Data stolen in Snowflake data theft attack
In June, after it first disclosed the data breach, Neiman Marcus also linked the incident to the Snowflake data theft attacks in a statement to BleepingComputer.
“Neiman Marcus Group (NMG) recently learned that an unauthorized party gained access to a cloud database platform used by NMG that is provided by a third party, Snowflake,” the company told BleepingComputer.
The disclosure and the data breach notifications came after a threat actor using the “Sp1d3r” handle put Neiman Marcus’ data up for sale on a hacking forum, asking $150,000 for 12 million gift card numbers, 70 million transactions with full customer details, and 6 billion rows of customer shopping records, store information, and employee data.
While the threat actor first said the company refused to pay an extortion demand, it subsequently took down the forum post and the data sample, hinting that the company may have begun negotiating.
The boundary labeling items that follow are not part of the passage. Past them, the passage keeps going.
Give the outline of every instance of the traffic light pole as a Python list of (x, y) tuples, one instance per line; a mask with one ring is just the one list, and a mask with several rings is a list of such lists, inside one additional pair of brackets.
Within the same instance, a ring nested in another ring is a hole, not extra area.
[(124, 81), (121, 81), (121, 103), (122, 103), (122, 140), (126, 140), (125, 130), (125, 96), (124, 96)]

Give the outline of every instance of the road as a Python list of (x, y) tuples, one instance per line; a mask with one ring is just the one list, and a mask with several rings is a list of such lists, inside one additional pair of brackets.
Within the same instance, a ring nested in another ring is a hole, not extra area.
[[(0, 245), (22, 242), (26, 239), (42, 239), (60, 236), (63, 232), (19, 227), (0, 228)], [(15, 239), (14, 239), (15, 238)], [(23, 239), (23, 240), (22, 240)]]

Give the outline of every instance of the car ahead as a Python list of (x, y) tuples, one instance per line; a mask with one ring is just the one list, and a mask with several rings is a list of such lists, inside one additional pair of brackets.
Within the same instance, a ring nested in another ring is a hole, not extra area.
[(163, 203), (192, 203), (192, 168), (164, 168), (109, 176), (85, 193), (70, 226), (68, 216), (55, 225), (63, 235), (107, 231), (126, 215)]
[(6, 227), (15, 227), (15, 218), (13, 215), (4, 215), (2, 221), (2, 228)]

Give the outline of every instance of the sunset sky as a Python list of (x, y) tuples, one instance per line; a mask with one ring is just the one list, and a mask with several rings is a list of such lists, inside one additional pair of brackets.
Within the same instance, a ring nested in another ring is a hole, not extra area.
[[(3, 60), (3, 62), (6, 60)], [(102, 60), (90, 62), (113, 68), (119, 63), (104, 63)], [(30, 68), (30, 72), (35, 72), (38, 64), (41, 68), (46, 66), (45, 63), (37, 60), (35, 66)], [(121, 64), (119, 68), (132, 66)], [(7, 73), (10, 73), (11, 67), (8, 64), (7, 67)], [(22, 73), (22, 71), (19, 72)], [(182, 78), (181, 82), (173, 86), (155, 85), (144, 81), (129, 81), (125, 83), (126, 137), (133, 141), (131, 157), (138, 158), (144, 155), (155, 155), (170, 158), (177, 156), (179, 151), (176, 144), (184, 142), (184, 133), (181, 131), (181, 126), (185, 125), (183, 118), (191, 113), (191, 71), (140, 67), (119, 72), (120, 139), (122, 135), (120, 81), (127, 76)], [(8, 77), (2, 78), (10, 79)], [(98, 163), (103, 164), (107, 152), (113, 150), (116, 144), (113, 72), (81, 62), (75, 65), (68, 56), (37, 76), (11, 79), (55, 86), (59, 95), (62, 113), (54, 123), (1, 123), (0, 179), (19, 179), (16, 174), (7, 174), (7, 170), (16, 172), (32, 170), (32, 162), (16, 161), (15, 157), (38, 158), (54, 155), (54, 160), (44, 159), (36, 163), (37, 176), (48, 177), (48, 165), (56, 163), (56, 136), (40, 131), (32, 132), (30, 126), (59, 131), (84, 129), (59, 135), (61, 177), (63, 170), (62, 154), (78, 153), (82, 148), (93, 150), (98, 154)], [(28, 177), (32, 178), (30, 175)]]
A joint investigation by SnowFlake, Mandiant, and CrowdStrike revealed that a financially motivated threat actor tracked as UNC5537 used stolen customer credentials to target at least 165 organizations that failed to configure multi-factor authentication (MFA) protection on their SnowFlake accounts.
Recent breaches linked to these attacks, which started in May 2024, include Ticketmaster, Santander, Pure Storage, QuoteWizard/LendingTree, Advance Auto Parts, and Los Angeles Unified.